= U.S. National Fungus Collections =

National fungus is housed in US Department of Agriculture

The National Fungus Collections of the United States is the "world's largest herbarium of dried fungus specimens". It is housed within the United States Department of Agriculture (USDA).

The collection was established in 1869 from a core of fungus collections transferred from the Smithsonian Institution to the USDA. Frank Lamson-Scribner (1885-1891) and Franklin S. Earle (1891-1896) were the first two directors, followed by Flora Wambaugh Patterson in 1896. Patterson vastly increased the size of the collection from approximately 19,000 reference specimens to almost 115,000.

Patterson and other mycologists at the collection during Patterson's tenure, including Vera K. Charles, identified numerous commercially threatening fungi, including the bubble disease of mushrooms (1909), the potato wart disease (Synchytrium endobioticum), and chestnut blight.
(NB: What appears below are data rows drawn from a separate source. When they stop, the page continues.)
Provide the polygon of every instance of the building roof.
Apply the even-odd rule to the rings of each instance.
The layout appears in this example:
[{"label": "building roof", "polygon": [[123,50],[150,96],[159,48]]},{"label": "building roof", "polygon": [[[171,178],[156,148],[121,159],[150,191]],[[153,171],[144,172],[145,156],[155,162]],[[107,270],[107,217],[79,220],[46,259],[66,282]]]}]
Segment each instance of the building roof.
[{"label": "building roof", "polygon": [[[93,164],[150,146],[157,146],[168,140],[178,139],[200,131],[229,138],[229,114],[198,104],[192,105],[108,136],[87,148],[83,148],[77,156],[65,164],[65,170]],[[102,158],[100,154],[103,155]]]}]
These and other invasive diseases led to the passage of the Plant Quarantine Act of 1912.

These scientists were part of a wave of government-funded research into agriculture and disease. Vera Charles also worked on fungal pathogens of insects. The National Fungus Collection also hired a number of other scientists all of whom did significant work on economically important crops. These included Anna E. Jenkins, hired in 1912, who became the "foremost authority" on spot-anthracnose fungi. Edith K. Cash, hired in 1913, investigated discomycetes (cup fungi) and William W. Diehl (hired in 1917) wrote extensively on Balansia which causes sterility in grass plants.

After Patterson's retirement, James R. Weir ran the collection for four years; his work at the collection ultimately led to use of Neurospora as a model organism for genetic research.